You will I am sure be surprised at this letter; I fear it may cause you some uneasiness but if I have not mistaken the kind feelings of regard you have hitherto expressed towards me you will I think forgive me  … Though many months have now passed since my intercourse with your family has ceased, much as I have thought on the subject I have most sincerely convinced myself that no other woman is likely to supply the place your eldest daughter has long held in my affection…”

Emma’s diary accounts for the arrival of this letter, two days later. Henry Wilder then calls; the date is marked by being the 30th Birthday of James Edward Austen.

Emma’s diary marks out the progress:

  • Charles, Mr Wilder & Augusta walked into the city to Mr. Lawford’s
  • Mamma had a long conversation with Mr Wilder
  • The party in town accompanied by Mr. Wilder went to see the Zoological garden

and finally:

11/23 “All the party & Mr Wilder went to St. James Church … the afternoon we went to see the Edridges  Lady Smith & Miss Bennett called here  Augusta was engaged to marry Mr Henry Wilder  He came to drink tea here”

Emma and Edward married within the month, on the 16 December 1828; the Wilders, four months later.

But when had Henry Wilder first declared himself? And was he the reason that a romance with a young doctor – a man (according to the Austens’ daughter Mary Augusta Austen Leigh) who had the approbation of Lady Elizabeth Compton’s family at Castle Ashby — went nowhere?

Perhaps, like Anne Elliot, it was easy to give up a second man (in Anne’s case, Charles Musgrove) when the first man was so decidedly unavailable. And perhaps, like Anne, Augusta could revel in a revival of feelings kept dormant for several years.
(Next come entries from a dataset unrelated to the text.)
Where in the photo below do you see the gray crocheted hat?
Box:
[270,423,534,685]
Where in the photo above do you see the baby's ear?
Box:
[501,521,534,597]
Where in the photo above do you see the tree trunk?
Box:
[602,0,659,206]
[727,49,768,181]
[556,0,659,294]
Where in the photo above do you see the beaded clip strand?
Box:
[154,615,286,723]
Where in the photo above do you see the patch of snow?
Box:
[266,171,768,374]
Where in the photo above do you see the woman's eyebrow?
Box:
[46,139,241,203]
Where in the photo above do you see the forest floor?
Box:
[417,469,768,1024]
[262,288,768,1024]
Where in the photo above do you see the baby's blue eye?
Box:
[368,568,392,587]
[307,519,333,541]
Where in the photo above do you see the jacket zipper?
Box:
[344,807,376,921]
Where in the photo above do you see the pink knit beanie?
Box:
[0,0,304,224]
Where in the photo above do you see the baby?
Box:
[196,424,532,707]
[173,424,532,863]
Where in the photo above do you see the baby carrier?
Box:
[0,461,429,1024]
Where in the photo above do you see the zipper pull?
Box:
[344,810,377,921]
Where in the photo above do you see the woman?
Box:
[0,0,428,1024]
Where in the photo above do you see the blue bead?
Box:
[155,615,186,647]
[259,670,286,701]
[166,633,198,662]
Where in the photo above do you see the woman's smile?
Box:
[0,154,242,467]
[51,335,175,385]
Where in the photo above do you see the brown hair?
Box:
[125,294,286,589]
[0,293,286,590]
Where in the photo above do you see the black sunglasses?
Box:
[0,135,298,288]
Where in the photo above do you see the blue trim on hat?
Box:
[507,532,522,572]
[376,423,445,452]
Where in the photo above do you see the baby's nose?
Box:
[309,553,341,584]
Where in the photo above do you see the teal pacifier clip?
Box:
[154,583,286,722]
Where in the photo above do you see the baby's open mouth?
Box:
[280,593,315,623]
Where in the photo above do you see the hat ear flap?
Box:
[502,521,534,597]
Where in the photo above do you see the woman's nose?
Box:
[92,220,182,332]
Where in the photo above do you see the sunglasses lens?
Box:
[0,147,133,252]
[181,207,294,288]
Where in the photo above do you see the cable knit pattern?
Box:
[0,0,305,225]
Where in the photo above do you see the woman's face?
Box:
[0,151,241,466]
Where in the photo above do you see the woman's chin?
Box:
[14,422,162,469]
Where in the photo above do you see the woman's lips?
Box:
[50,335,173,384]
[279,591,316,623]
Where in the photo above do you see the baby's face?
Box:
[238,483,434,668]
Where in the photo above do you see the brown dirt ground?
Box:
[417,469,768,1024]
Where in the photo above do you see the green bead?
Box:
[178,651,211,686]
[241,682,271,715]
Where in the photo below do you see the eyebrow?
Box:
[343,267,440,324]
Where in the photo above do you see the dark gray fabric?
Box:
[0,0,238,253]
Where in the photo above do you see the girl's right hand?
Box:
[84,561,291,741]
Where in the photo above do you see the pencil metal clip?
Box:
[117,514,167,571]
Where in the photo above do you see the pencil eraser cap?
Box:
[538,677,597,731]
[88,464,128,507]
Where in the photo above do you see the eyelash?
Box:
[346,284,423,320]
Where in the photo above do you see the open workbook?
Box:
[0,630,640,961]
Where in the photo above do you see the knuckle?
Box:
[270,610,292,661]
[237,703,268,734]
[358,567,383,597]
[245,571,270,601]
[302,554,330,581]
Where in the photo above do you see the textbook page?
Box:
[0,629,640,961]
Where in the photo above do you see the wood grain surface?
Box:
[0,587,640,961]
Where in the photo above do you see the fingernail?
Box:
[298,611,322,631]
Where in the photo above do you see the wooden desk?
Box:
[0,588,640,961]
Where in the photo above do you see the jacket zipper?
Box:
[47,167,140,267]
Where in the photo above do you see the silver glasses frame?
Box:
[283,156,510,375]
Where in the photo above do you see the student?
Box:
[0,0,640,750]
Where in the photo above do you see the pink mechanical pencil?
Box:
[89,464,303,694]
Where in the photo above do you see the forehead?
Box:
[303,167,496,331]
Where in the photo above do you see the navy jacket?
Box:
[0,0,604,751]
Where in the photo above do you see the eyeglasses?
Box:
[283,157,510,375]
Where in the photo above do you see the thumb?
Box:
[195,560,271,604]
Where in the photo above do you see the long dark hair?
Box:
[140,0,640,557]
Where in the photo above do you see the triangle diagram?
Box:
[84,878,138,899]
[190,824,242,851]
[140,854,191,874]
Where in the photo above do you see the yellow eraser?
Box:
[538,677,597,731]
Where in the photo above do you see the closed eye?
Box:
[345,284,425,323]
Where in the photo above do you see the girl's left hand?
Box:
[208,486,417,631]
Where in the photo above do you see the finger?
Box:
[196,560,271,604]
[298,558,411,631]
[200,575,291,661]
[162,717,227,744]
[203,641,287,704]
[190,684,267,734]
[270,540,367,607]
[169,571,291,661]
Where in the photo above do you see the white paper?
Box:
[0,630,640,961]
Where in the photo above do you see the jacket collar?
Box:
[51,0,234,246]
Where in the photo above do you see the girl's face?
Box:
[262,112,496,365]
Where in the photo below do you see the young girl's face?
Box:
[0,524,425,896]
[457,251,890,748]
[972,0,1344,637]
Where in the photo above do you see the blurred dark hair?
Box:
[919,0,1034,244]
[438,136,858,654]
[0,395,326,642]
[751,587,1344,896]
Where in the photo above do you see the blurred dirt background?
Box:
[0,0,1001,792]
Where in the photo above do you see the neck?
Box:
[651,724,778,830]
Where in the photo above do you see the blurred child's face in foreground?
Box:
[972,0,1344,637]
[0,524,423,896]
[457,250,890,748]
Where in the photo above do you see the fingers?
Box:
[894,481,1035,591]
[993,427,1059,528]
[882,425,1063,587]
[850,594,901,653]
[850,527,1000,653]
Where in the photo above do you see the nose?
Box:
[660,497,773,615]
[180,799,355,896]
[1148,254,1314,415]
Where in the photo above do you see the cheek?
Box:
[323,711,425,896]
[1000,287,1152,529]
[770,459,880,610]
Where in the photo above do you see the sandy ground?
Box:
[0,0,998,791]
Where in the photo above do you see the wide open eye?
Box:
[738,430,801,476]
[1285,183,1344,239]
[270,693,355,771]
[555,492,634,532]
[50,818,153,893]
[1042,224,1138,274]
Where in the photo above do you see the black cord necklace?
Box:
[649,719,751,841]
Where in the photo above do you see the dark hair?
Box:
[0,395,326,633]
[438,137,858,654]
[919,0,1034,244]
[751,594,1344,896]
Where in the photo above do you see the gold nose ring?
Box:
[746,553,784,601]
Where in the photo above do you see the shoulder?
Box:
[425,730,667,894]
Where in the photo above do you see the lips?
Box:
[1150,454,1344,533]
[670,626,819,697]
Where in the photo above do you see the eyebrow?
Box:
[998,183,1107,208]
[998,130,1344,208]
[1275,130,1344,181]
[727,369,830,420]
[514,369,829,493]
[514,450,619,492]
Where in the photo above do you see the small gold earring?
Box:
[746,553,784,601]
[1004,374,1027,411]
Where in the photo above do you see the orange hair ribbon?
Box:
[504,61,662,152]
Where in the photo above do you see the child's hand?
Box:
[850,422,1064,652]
One sentence, towards the end of Persuasion struck me with great force (page 240): “There they returned again into the past, more exquisitely happy, perhaps, in their re-union, than when it had first been projected; more tender, more tired, more fixed in a knowledge of each other’s character, truth, and attachment…”

A month before the marriage of her eldest daughter, Mrs Smith was writing bride Emma Austen, “I really think his {Henry Wilder’s} love is always encreasing; he spends most of the mornings with her, as well as the Evenings. Fanny & Eliza are almost tired of seeing him here, & want to know whether he will be as much tied to her side after marriage; I flatter them with hopes that he will not. What say you to it? You have had a little experience now. I do hope Edward pities you a great deal; cheers you & comforts you.”

Jane Austen may never have married, but she seems to have been intuitively attuned to the feelings of those who loved, lost, and lived to regain that emotion.